Like a few times before with The Spirit, The Taking of Pelham 1 2 3 (2009), War of the Worlds (2005), and Hulk (2003).


----------



## Migooki (Jul 25, 2009)

No I have not. Why? Because going to the movies here is way too expensive. If the movie is shit, so be it. I'll be watching it anyway. I probably don't have anything better to do while waiting for the movie to get through.


----------



## keiiya (Jul 25, 2009)

Only at the end.

There have been a few movies that I have wanted to walk out off in the middle of the showing but I never have.

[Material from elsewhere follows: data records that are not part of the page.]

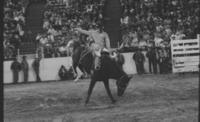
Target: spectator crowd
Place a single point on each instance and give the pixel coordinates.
(60, 19)
(147, 25)
(145, 22)
(14, 22)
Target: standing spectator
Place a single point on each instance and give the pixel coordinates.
(162, 61)
(15, 67)
(151, 55)
(62, 73)
(36, 68)
(139, 59)
(25, 68)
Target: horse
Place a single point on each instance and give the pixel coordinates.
(109, 69)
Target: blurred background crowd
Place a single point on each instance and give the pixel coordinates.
(144, 23)
(158, 21)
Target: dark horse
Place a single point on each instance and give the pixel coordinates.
(109, 70)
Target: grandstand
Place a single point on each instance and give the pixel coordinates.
(128, 23)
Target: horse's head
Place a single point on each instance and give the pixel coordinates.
(122, 84)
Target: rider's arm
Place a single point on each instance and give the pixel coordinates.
(83, 31)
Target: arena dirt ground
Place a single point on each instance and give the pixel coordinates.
(148, 98)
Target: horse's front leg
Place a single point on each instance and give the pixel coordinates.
(106, 84)
(92, 84)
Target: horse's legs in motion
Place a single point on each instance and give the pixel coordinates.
(106, 84)
(92, 84)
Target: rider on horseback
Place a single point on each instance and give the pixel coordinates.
(101, 43)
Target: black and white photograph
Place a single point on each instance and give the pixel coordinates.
(101, 60)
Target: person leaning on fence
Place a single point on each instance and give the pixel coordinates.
(139, 59)
(25, 68)
(15, 67)
(36, 68)
(151, 55)
(62, 73)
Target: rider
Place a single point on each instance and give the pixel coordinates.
(101, 42)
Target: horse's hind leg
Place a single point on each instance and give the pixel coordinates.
(92, 84)
(106, 84)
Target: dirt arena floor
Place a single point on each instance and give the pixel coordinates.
(148, 98)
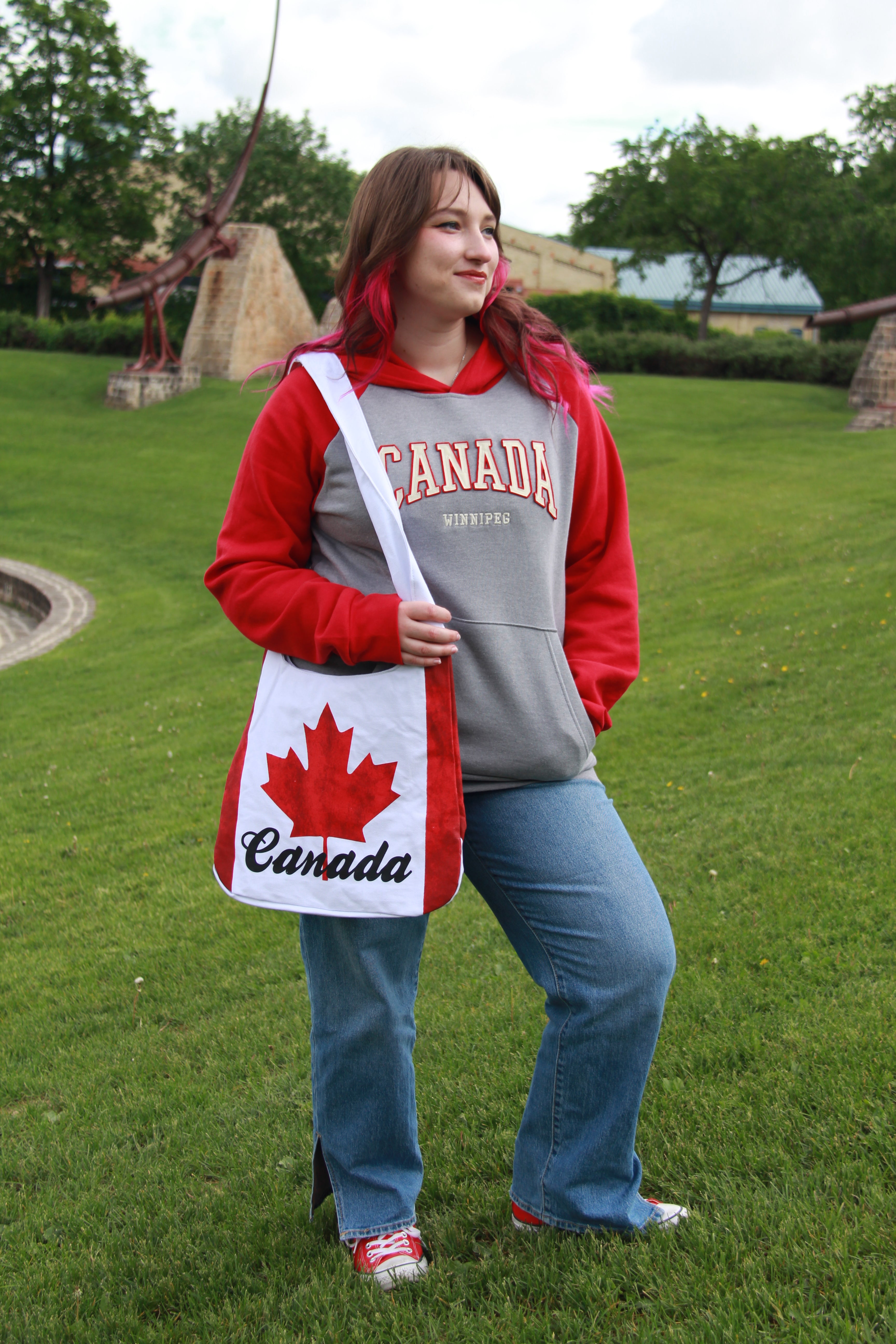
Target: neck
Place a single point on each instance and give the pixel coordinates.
(437, 349)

Most of these movies tend to be ones that I go see because I'm bored and have nothing better to do.


----------



## Jotun (Jul 25, 2009)

I wanted to walk out of Mummy 3, but someone was drunk enough crashed the electrical unit outside and theatre blacked out towards the end of the movie, got 5 full ticket refunds and dipped.

I've stopped watching movies on my PC, but I usually stay if I actually pay for shit. Year One I would have walked out of if I was alone, my friend was there, so we just talked shit about it the whole time. Jack Black really ruined that movie for me.


----------



## ɒiƨʜɒɿ ƚɘivoƨ (Jul 25, 2009)

... not since I was a kid; terrified of the LOUD helicopter sounds in one scene.

I rarely go to movies, and if I did, I definitely wouldn't choose shitty movies to spend my money on.


----------



## Bender (Jul 25, 2009)

Leatherheads my dad wanted to see that movie or I think I did 


Teh movie was so fucking stupid I wanted to barf 

Terrible acting cheesy-ass jazz themed movie and a gay-ass female protagonist and Clooney acting like a wannabe pimp. All of them can go fuck themselves and thanks for making me waste my money you ^ (not the meaning of the word "respect".).


----------



## Buster (Jul 25, 2009)

Nah, if the movie is boring/stupid then I'll just sleep.


----------



## Dr.Douchebag (Jul 25, 2009)

Not really cos I'm usually with family or friends so if the movie is bad we just start making fun of it and enjoy ourselves regardless.

The funniest comedy was not bruno, it was x-men origins


----------



## Migooki (Jul 25, 2009)

In all honesty, I know I did this once. Just don't remember which movie it was.


----------



## Roy (Jul 25, 2009)

Ive never gotten out. Never will. I'd just feel like I wasted 12 bucks.


----------



## Migooki (Jul 26, 2009)

Roy said:


> Ive never gotten out. Never will. I'd just feel like I wasted 12 bucks.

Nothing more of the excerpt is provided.